The journey south to Jerusalem brings Jesus and the disciples to the city of Jericho, a large crowd in their wake. Our familiarity with what happens can cloud its remarkable content.
An insignificant beggar outside the city is the one who truly ‘sees’ who Jesus is (Jesus’ identity being a constant theme in Mark). The restoration of his sight is literal but also an indication of his ‘spiritual insight’.
But it is Bartimaeus who identifies Jesus as the Son of David – a Messianic title. He knows Jesus is the one in whom the hopes of Israel rest. It is Bartimaeus who confidently trusts that Jesus can heal him, he knows Jesus is empowered by God. It is Bartimaeus who enthusiastically follows the Messiah up the ascent through the Judean wilderness towards Jerusalem and all that awaited there.
What is left unexplained is how Bartimaeus ‘saw’ what others were blind to. The response of the Messiah is to welcome a marginalised, poor, insignificant and apparently annoying distraction as one of his followers.

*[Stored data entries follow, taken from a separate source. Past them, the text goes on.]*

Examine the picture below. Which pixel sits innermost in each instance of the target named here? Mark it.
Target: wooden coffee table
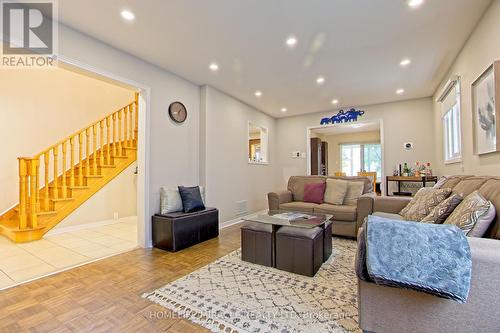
(276, 220)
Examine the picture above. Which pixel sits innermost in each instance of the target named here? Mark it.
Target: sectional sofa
(385, 309)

Such is the surprising grace of God, a grace that extends to you and to me.
Blind Bartimaeus Receives His Sight
46Then they came to Jericho. As Jesus and his disciples, together with a large crowd, were leaving the city, a blind man, Bartimaeus (that is, the Son of Timaeus), was sitting by the roadside begging. 47When he heard that it was Jesus of Nazareth, he began to shout, “Jesus, Son of David, have mercy on me!”
48Many rebuked him and told him to be quiet, but he shouted all the more, “Son of David, have mercy on me!”
49Jesus stopped and said, “Call him.” So they called to the blind man, “Cheer up! On your feet! He’s calling you.” 50Throwing his cloak aside, he jumped to his feet and came to Jesus.
51“What do you want me to do for you?” Jesus asked him.
The blind man said, “Rabbi, I want to see.”
52“Go,” said Jesus, “your faith has healed you.” Immediately he received his sight and followed Jesus along the road.